She was lying on the pillow, lit only by a single candle and by the flickering light from the fire. She had unbraided her hair and it spread dark and sweet-smelling on the pillow. A sudden anguish of longing for his lost wife Jane, and the serious passionate desire that they had shared, swept over John. He had promised himself he would not think of her, he had thought it would be fatal to this night if he thought of her, but when he saw Hester in his bed, he did not feel like a bridegroom, but like an unwilling adulterer.
It was a business contract, and it must be fulfilled. John turned his mind to the outrageously half-naked painted women of the old king’s court. He had seen them at New Hall when he was little more than a boy and remembered them still with an erotic mixture of disapproval and desire. He held the thought of them in his mind and moved toward Hester.
She had never been touched by a man who was in love with her, or she would have known at once that John was offering her the false coin of his body while his mind was elsewhere. But she too knew that the contract of marriage was not completed until consummation. She lay still and helpful beneath him while he pierced her and then brutally moved in the wound. She did not complain, she did not comment. She lay in silence while the pain went on and then suddenly stopped as he sighed and then moved away from her.

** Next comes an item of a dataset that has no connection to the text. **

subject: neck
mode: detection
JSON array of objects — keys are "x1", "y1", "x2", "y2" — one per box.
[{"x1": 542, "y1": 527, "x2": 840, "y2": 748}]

She rose up, biting her lip against the hurt, and wrapped a cloth tightly around her groin. There was only a little blood, she thought; it probably felt worse than it was. She thought that she would have taken the whole thing easier if she had been younger, fresher, warmer. It had been a coldhearted assault and a coldhearted acceptance. She shivered in the darkness and got back into bed beside her husband.
John had turned to lie on his side with his back to her as if he would shut out the sight of her and shut out the thought of her. Hester crept back under the covers, careful not to touch him, not to breach the space between them, and set her teeth against the pain, and against the bitterness of disappointment. She did not cry, she lay very still and dry-eyed and waited for the morning when her married life would begin.
“I shall go to Oatlands this week,” John remarked the very next morning at breakfast. Hester, seated beside Baby John, looked up in surprise. “This week?”
He met her gaze with bland incomprehension. “Yes.”
“So soon?”
“Why not?”
A dozen reasons why a newlywed husband should not leave his home in the first week of his marriage came to her. She folded her lips tightly on them. “People may think it looks odd” was all that she said.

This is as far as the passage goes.